No way to parse integers in C (2022)

5 hours ago (blog.habets.se)

37 comments

konmok

One of the great virtues of C is that this sort of thing is not part of the language ...

I wasn't in this class myself, but one prof at my alma mater started his "Programming 201" class with the simplest assignment: write a C program that accepts two integers from the user and prints their sum. It actually was the only assignment for the rest of the semester, since he has a test suite that would humiliate the students gently at first, but would ultimately pipe a billion nines into stdin as the first argument.

msie 8 minutes ago

Perfect is the enemy of good.

alexfoo 2 hours ago

I remember an old project that ran into something like this. I think we just used atoi() or similar and the error check was a string comparison between the original input and a sprintf() of the converted value.

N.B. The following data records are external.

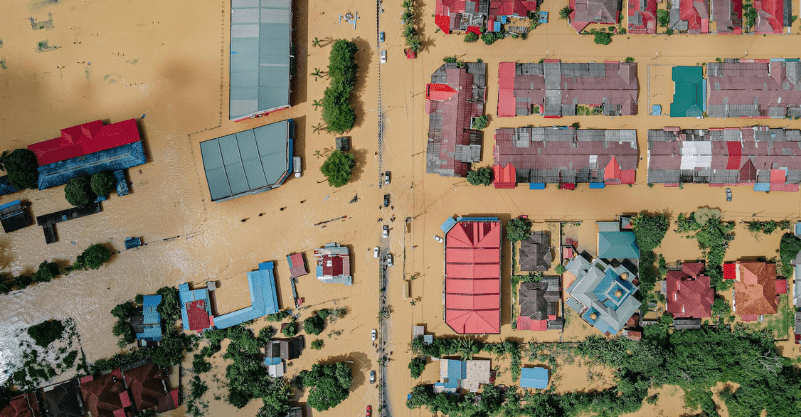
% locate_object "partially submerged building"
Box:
[498,60,639,117]
[492,127,639,190]
[706,58,801,119]
[200,119,295,202]
[648,126,801,191]
[314,243,353,285]
[426,62,487,177]
[566,252,641,335]
[28,119,147,190]
[665,262,715,319]
[228,0,293,122]
[440,217,501,334]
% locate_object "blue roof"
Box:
[214,262,278,329]
[598,232,640,259]
[520,367,548,389]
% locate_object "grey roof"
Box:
[200,119,293,201]
[229,0,292,120]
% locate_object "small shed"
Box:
[520,366,548,389]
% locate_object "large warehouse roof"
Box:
[229,0,292,120]
[200,119,293,201]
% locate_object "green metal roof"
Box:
[200,119,292,201]
[229,0,292,120]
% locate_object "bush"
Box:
[90,171,117,196]
[68,243,111,271]
[303,315,325,336]
[28,320,64,348]
[64,175,97,207]
[0,149,39,190]
[320,151,356,187]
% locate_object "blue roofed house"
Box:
[566,252,640,335]
[520,366,548,389]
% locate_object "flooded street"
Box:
[0,0,801,416]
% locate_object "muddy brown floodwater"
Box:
[0,0,801,416]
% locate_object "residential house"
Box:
[665,262,715,316]
[706,58,801,119]
[724,261,779,322]
[566,252,640,335]
[440,217,501,334]
[425,62,487,177]
[493,127,639,190]
[648,126,801,191]
[314,243,353,285]
[498,60,639,117]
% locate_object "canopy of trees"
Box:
[323,39,359,133]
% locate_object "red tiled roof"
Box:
[28,119,140,165]
[666,263,715,318]
[445,221,501,334]
[186,300,211,331]
[734,261,776,316]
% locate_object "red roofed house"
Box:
[734,261,778,321]
[626,0,657,35]
[81,368,134,417]
[443,218,501,334]
[666,262,715,319]
[0,392,42,417]
[426,62,487,177]
[493,127,639,188]
[570,0,621,32]
[124,363,178,413]
[28,119,140,166]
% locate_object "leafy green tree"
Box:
[299,362,353,411]
[90,171,117,196]
[0,148,39,190]
[320,151,356,187]
[506,217,531,244]
[64,175,97,207]
[303,315,325,336]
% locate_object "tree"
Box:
[409,356,426,378]
[303,315,325,336]
[90,171,117,196]
[506,217,531,245]
[64,175,97,207]
[0,149,39,190]
[299,362,353,411]
[320,151,356,187]
[595,32,612,45]
[68,243,111,271]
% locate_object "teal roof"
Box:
[229,0,292,120]
[598,232,640,259]
[200,119,294,201]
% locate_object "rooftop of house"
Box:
[445,218,501,334]
[426,62,487,177]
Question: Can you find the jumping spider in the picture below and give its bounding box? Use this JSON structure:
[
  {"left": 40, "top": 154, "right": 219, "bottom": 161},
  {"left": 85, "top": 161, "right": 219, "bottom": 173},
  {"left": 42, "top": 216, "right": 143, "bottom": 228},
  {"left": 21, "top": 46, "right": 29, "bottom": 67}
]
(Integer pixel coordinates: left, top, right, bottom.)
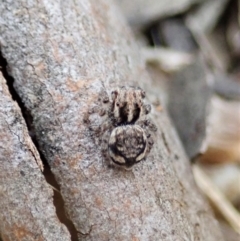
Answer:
[{"left": 89, "top": 86, "right": 157, "bottom": 169}]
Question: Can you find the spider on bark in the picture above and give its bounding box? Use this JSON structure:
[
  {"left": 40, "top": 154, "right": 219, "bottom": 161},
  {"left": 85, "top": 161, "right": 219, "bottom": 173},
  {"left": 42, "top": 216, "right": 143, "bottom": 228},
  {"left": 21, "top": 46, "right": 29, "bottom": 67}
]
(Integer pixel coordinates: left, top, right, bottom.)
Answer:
[{"left": 86, "top": 86, "right": 157, "bottom": 169}]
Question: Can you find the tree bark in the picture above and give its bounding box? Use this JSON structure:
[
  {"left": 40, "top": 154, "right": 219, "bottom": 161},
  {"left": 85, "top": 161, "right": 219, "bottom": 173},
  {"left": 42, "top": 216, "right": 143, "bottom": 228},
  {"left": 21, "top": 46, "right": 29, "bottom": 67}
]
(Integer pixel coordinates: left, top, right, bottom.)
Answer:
[
  {"left": 0, "top": 73, "right": 71, "bottom": 241},
  {"left": 0, "top": 0, "right": 222, "bottom": 241}
]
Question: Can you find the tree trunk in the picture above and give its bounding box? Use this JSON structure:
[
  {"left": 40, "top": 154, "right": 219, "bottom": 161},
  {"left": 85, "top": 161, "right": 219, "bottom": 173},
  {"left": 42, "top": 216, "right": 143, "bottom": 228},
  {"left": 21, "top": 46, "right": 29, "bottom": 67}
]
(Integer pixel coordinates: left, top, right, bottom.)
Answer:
[{"left": 0, "top": 0, "right": 222, "bottom": 241}]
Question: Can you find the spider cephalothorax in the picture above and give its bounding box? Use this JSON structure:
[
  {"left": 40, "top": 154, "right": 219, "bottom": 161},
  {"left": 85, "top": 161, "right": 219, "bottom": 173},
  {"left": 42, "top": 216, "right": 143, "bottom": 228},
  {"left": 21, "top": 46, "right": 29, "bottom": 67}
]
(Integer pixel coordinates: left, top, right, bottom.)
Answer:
[{"left": 88, "top": 86, "right": 157, "bottom": 169}]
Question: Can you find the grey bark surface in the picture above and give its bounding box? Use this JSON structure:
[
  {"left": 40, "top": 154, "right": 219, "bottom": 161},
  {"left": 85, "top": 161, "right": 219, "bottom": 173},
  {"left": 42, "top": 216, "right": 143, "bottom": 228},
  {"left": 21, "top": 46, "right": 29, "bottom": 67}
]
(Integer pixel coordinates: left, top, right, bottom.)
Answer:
[
  {"left": 0, "top": 73, "right": 71, "bottom": 241},
  {"left": 0, "top": 0, "right": 222, "bottom": 241}
]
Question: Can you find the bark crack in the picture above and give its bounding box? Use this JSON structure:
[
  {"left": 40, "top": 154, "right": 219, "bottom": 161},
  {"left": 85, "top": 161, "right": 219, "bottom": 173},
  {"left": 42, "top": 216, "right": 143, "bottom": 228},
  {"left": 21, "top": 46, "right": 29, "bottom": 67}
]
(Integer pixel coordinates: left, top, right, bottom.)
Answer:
[{"left": 0, "top": 50, "right": 78, "bottom": 241}]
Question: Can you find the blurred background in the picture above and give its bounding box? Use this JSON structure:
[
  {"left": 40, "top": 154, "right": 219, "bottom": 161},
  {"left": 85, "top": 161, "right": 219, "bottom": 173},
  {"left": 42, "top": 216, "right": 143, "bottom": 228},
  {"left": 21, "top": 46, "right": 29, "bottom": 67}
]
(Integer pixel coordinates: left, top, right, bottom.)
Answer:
[{"left": 115, "top": 0, "right": 240, "bottom": 241}]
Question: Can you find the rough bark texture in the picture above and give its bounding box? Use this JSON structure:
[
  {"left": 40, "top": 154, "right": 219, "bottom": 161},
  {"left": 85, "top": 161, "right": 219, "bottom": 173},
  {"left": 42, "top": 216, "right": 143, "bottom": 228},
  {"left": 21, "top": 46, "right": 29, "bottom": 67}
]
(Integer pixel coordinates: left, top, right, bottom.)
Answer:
[
  {"left": 0, "top": 0, "right": 222, "bottom": 241},
  {"left": 0, "top": 73, "right": 71, "bottom": 241}
]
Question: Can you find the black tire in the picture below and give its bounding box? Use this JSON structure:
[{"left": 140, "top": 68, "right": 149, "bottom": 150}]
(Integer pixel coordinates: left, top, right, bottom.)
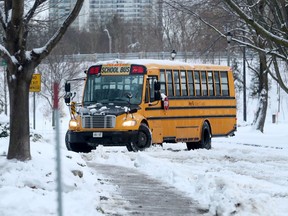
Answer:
[
  {"left": 126, "top": 124, "right": 152, "bottom": 152},
  {"left": 186, "top": 121, "right": 211, "bottom": 150},
  {"left": 65, "top": 131, "right": 94, "bottom": 153}
]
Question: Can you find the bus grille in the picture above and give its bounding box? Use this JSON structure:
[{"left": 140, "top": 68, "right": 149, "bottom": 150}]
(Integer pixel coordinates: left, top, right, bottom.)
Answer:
[{"left": 82, "top": 115, "right": 116, "bottom": 128}]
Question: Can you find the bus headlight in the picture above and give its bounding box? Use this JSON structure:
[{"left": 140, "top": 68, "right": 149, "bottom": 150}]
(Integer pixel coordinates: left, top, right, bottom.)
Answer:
[
  {"left": 69, "top": 119, "right": 78, "bottom": 129},
  {"left": 122, "top": 120, "right": 137, "bottom": 127}
]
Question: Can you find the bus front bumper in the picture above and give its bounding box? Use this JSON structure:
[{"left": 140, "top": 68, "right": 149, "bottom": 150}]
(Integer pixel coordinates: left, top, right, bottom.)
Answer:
[{"left": 66, "top": 131, "right": 138, "bottom": 147}]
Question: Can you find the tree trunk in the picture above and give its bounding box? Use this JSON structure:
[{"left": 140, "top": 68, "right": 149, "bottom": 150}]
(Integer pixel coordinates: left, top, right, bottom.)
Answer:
[
  {"left": 253, "top": 53, "right": 268, "bottom": 133},
  {"left": 7, "top": 71, "right": 32, "bottom": 161}
]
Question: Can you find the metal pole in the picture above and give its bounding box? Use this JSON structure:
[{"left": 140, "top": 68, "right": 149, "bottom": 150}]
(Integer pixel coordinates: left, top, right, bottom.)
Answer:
[
  {"left": 33, "top": 92, "right": 36, "bottom": 130},
  {"left": 243, "top": 46, "right": 247, "bottom": 121},
  {"left": 4, "top": 66, "right": 7, "bottom": 115},
  {"left": 53, "top": 82, "right": 63, "bottom": 216},
  {"left": 227, "top": 42, "right": 230, "bottom": 66},
  {"left": 104, "top": 29, "right": 112, "bottom": 53}
]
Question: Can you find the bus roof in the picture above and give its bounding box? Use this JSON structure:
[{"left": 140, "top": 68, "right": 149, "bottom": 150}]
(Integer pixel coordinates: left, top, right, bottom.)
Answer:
[{"left": 96, "top": 59, "right": 231, "bottom": 71}]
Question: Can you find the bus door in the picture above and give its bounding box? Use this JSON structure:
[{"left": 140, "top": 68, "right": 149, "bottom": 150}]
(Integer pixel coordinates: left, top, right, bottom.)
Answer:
[{"left": 144, "top": 76, "right": 163, "bottom": 143}]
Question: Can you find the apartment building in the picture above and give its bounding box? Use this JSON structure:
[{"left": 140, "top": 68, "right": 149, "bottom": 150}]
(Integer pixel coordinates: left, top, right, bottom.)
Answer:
[{"left": 49, "top": 0, "right": 162, "bottom": 30}]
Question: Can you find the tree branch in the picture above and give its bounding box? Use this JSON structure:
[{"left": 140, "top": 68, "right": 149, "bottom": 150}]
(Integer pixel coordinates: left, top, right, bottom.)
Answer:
[
  {"left": 224, "top": 0, "right": 288, "bottom": 47},
  {"left": 24, "top": 0, "right": 47, "bottom": 25},
  {"left": 31, "top": 0, "right": 84, "bottom": 65}
]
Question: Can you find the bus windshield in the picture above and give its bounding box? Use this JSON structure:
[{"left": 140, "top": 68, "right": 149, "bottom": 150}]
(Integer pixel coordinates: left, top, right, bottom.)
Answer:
[{"left": 83, "top": 75, "right": 143, "bottom": 106}]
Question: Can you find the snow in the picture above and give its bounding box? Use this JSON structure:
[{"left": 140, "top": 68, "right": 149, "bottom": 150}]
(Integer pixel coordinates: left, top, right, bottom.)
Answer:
[
  {"left": 0, "top": 58, "right": 288, "bottom": 216},
  {"left": 0, "top": 111, "right": 288, "bottom": 216}
]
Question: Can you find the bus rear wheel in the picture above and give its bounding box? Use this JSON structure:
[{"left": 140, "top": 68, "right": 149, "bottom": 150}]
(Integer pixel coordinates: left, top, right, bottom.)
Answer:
[
  {"left": 186, "top": 122, "right": 211, "bottom": 150},
  {"left": 65, "top": 131, "right": 94, "bottom": 153},
  {"left": 127, "top": 124, "right": 152, "bottom": 152}
]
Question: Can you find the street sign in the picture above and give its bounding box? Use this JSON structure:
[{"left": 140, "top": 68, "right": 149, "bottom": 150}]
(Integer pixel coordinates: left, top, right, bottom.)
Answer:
[{"left": 29, "top": 74, "right": 41, "bottom": 92}]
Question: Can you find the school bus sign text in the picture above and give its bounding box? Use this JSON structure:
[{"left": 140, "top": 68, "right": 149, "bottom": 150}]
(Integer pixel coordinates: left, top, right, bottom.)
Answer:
[{"left": 29, "top": 74, "right": 41, "bottom": 92}]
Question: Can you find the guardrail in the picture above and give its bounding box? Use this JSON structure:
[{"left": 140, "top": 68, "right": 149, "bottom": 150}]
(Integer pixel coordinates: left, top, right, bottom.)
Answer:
[{"left": 65, "top": 52, "right": 245, "bottom": 64}]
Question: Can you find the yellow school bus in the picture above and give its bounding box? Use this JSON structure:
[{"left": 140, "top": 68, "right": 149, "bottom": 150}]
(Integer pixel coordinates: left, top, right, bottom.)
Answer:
[{"left": 65, "top": 59, "right": 237, "bottom": 152}]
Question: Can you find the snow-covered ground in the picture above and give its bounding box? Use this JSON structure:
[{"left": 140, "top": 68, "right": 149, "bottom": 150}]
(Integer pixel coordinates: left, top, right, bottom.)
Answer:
[
  {"left": 0, "top": 58, "right": 288, "bottom": 216},
  {"left": 0, "top": 112, "right": 288, "bottom": 216}
]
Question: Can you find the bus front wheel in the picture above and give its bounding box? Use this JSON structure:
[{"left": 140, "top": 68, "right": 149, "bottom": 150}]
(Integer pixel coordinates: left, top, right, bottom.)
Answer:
[
  {"left": 65, "top": 131, "right": 94, "bottom": 153},
  {"left": 127, "top": 124, "right": 152, "bottom": 152},
  {"left": 186, "top": 122, "right": 211, "bottom": 150}
]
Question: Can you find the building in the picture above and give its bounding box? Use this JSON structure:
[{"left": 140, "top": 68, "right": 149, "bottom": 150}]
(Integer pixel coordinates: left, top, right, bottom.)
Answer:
[
  {"left": 49, "top": 0, "right": 162, "bottom": 31},
  {"left": 49, "top": 0, "right": 89, "bottom": 30}
]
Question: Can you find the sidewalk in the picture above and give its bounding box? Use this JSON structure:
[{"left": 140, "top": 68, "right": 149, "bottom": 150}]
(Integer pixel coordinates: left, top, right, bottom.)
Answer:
[{"left": 88, "top": 163, "right": 207, "bottom": 216}]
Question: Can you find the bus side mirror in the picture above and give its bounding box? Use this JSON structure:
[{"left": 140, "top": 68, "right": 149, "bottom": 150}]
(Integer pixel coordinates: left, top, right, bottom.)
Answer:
[
  {"left": 154, "top": 91, "right": 161, "bottom": 101},
  {"left": 64, "top": 82, "right": 71, "bottom": 104},
  {"left": 65, "top": 82, "right": 71, "bottom": 92},
  {"left": 64, "top": 95, "right": 70, "bottom": 104},
  {"left": 154, "top": 81, "right": 161, "bottom": 101},
  {"left": 154, "top": 81, "right": 160, "bottom": 91}
]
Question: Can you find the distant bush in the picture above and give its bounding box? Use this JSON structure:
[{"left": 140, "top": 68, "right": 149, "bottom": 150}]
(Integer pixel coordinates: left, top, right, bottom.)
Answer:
[
  {"left": 0, "top": 122, "right": 10, "bottom": 138},
  {"left": 0, "top": 122, "right": 43, "bottom": 142}
]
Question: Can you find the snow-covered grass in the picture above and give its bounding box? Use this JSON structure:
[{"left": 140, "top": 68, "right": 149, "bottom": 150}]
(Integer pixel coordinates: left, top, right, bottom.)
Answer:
[{"left": 0, "top": 113, "right": 288, "bottom": 216}]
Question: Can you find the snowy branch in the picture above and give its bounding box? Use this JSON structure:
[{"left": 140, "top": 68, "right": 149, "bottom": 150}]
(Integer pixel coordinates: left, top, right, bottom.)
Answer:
[
  {"left": 31, "top": 0, "right": 84, "bottom": 63},
  {"left": 25, "top": 0, "right": 47, "bottom": 25},
  {"left": 224, "top": 0, "right": 288, "bottom": 47}
]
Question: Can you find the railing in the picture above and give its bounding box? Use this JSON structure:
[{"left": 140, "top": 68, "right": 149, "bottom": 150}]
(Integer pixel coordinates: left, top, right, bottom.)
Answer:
[{"left": 66, "top": 52, "right": 250, "bottom": 65}]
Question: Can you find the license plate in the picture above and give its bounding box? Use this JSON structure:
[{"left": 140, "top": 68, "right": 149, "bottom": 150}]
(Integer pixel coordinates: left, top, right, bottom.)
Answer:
[{"left": 93, "top": 132, "right": 103, "bottom": 137}]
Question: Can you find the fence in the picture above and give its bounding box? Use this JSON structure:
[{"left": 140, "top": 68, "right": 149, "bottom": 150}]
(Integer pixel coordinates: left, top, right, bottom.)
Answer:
[{"left": 66, "top": 52, "right": 248, "bottom": 65}]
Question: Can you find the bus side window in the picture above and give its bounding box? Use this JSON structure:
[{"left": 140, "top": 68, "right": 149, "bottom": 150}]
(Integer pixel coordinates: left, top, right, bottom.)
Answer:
[
  {"left": 173, "top": 70, "right": 180, "bottom": 96},
  {"left": 187, "top": 71, "right": 195, "bottom": 96},
  {"left": 214, "top": 71, "right": 221, "bottom": 96},
  {"left": 201, "top": 71, "right": 208, "bottom": 96},
  {"left": 194, "top": 71, "right": 201, "bottom": 96},
  {"left": 166, "top": 70, "right": 174, "bottom": 96},
  {"left": 207, "top": 71, "right": 214, "bottom": 96},
  {"left": 145, "top": 76, "right": 157, "bottom": 103},
  {"left": 160, "top": 70, "right": 167, "bottom": 95},
  {"left": 181, "top": 71, "right": 188, "bottom": 96},
  {"left": 221, "top": 71, "right": 229, "bottom": 96}
]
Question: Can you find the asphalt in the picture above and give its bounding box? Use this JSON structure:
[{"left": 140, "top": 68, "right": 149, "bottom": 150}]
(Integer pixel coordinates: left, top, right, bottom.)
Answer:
[{"left": 89, "top": 163, "right": 207, "bottom": 216}]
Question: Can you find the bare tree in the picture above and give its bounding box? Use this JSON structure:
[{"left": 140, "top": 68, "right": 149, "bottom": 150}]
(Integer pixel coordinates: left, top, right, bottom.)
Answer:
[
  {"left": 0, "top": 0, "right": 84, "bottom": 161},
  {"left": 37, "top": 48, "right": 83, "bottom": 126},
  {"left": 223, "top": 0, "right": 288, "bottom": 93}
]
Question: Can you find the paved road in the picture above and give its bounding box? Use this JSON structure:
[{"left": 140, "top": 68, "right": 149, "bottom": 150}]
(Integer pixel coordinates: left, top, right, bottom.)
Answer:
[{"left": 88, "top": 163, "right": 205, "bottom": 216}]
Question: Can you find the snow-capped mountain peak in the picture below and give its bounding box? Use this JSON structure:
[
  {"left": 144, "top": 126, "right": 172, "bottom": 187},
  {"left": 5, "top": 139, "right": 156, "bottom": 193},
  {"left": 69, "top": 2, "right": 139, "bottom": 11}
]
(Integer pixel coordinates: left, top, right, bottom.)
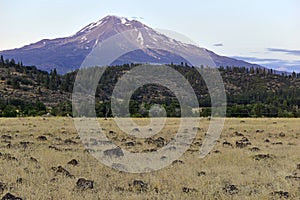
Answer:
[{"left": 0, "top": 15, "right": 260, "bottom": 73}]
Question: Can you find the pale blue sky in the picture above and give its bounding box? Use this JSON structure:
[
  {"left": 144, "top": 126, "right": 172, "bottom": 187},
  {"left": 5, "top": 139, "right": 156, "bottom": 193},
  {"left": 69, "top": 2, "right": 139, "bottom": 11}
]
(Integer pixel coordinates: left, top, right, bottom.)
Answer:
[{"left": 0, "top": 0, "right": 300, "bottom": 71}]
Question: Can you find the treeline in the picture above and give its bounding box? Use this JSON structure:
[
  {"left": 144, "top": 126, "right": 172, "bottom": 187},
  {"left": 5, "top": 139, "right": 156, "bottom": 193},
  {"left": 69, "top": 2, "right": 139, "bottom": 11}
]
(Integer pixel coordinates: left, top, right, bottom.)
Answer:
[{"left": 0, "top": 56, "right": 300, "bottom": 117}]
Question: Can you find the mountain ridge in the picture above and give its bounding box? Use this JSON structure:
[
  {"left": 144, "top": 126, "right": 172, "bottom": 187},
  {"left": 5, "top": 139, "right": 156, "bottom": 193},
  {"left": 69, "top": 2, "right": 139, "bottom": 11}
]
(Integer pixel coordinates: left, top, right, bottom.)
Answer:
[{"left": 0, "top": 15, "right": 262, "bottom": 74}]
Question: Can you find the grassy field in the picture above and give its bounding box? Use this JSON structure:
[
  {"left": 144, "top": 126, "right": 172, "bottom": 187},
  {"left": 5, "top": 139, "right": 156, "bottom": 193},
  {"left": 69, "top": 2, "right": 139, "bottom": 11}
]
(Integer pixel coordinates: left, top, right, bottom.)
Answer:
[{"left": 0, "top": 118, "right": 300, "bottom": 200}]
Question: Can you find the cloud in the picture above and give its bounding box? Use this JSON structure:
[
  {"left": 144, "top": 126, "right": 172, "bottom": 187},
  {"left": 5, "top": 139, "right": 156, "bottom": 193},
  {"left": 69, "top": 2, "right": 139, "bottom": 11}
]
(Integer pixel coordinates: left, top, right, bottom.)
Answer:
[
  {"left": 214, "top": 43, "right": 224, "bottom": 47},
  {"left": 130, "top": 16, "right": 144, "bottom": 20},
  {"left": 233, "top": 56, "right": 300, "bottom": 73},
  {"left": 267, "top": 48, "right": 300, "bottom": 56}
]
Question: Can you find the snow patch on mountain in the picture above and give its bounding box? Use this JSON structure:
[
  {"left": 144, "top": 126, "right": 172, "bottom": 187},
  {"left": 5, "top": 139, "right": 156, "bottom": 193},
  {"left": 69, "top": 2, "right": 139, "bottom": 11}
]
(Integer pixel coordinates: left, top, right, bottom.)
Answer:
[{"left": 137, "top": 31, "right": 144, "bottom": 46}]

Ugly (and not performant if in a hot path) but it works.

bsenftner 3 hours ago

One of the first homework assignments when I learned C back in '83 was after a long lecture on how the string functions are fundamentally broken, and the class introduction to writing C was fixing all of them.

psvv 1 hour ago

My memory growing up is that making your own C library was basically an inevitable rite of passage for any aspiring programmer.

ramon156 2 hours ago

Why not look at how other languages attack this? e.g. how does "42".parse() work in rust?

Edit: https://doc.rust-lang.org/src/core/num/mod.rs.html#1537

interesting! It boils down to this

pub const fn from_ascii_radix(src: &[u8], radix: u32) -> Result<u32, ParseIntError> {

    use self::IntErrorKind::*;

    use self::ParseIntError as PIE;

    // guard: radix must be 2..=36

    if 2 > radix || radix > 36 {

        from_ascii_radix_panic(radix);

    }

    if src.is_empty() {

        return Err(PIE { kind: Empty });

    }

    // Strip leading '+' or '-', detect sign

    // (a bare '+' or '-' with nothing after it is an error)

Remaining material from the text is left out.